Saturday, March 12, 2011

Trying to answer and delusions of grandeur


I wrote about floods in southern Queensland, no idea that it would just be one among many shattered places. Tonight I read of earthquakes and tsunamis in Japan, Christchurch is still shocked, last month far north Queensland was blown away by a cyclone. Bushfires, crops destroyed, homes flattened or burnt.

Cancer smothers people, marriages disintegrate, addictions rob friends of their dignity.

I notice two responses.

Some know a God who accompanies them in these desperate times. He comforts, strengthens and consoles. His presence salves wounds.

Some question the presence, the wisdom and the interest of a creator. 'How can there be a loving God if this cruelness is possible?' This shattering of life is proof of a dearth of purpose. Or we have been carelessly dropped into a grim, sarcastic, vengeful universe.

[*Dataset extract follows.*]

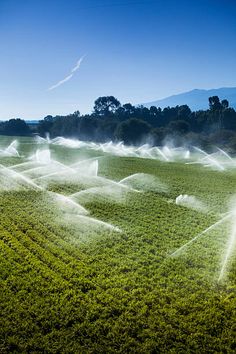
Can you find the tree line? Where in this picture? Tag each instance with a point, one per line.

How can the God-followers, the comforted ones, reach into this deep, yawning-gulf question? These two persectives live such a long way apart. Are we even speaking the same dialect? Sometimes I wonder.

I know my words are paltry and half-hearted. Poorly thought out, surprised by the questions. Much of the contents of my heart and my mind never gets formed into syllables. Because I stumble and mumble to get it out. I need to think more about the questions we get asked. How can God transform this world-lostness, by his presence?

I would love to be like Peter. Impetuously outspoken. Faithfully fervent.
To those wondering how we can find comfort in God, I would answer. Boldly.

"Where else have I to go? His words are those of eternal life. Where else can I find the comfort, the challenge, the merciful forgiveness? Where else can I find freedom from this earth's tyranny and ruthless destruction? This world, these people, brings wounds, God alone is the salve."

And yet would they listen? I confess I long to do the spirit's work and touch ears to really hear. Shake someone so that they no longer ignore what is before them. Why can't I choose and they respond?

It takes faith to leave it to God, because my pride pictures me doing such a fine job of discerning and enabling. How deluded I am. I mess up simple answers to honest questions. Imagine the mess I would make of divine tasks.

Friday, March 11, 2011

Thursday, March 10, 2011

The sac around the policy gland



John Clarke and Brian Dawe tonight. He's right, the inflammation of the pericompromise is everywhere.

Tuesday, March 1, 2011

Today

He roughly says get lost (or some such thing). I stand in the hallway, hesitant. I want to catch him back, soothe and listen. He stalks away.

Another sees my discomfort. She's watched me all day, asked again and again for leave to go. Then she asks if I'm OK. Embarrassed at her insight, I'm awkward. But I'm alright.

Later, I make a joke. Keeping score of foul-spoken rejections. I'm today's winner.

Rationally, I know his mind is too disordered to behave differently. He cannot trust me because he cannot trust his own senses and intuitions. He hates this confinement - the locked doors and illness labels that imprison him. I'm just getting caught up in the edge of that resentment.

He's here because his perceptions are so faulty that he pushed his mother in frustration. And his father holds it against him. His mother brings a tape measure to wind around his waist, so she can bring him new clothes that fit. She will come tomorrow and clipper cut his hair for him. This is mother's love - a woman ungrudgingly, almost cheerfully, will gently shave her tall, irritable, pacing, forty-something son. And she will speak to him with fondness, with grace. In the middle of a psych ward.

I think about mothers' love.
A woman grieving for her son - he has blindly, clumsily destroyed his marriage, his joy. She tries to hold him together.
Another woman agonised in prayer, and wish, and hope watching her daughter cradle a newborn through difficult cardiac surgery. Waiting.
And a woman who would do anything, give anything, drive anywhere to help her sons learn. Anything to help them be happy.
A woman whose desire to love burns a hole in her chest because no baby is born despite her prayers.

Whatever made me think that love is pure?
And I check, it's not pure, it's patient and persevering. Love buries us deep in ugly pain. Love is the reason we survive the pain.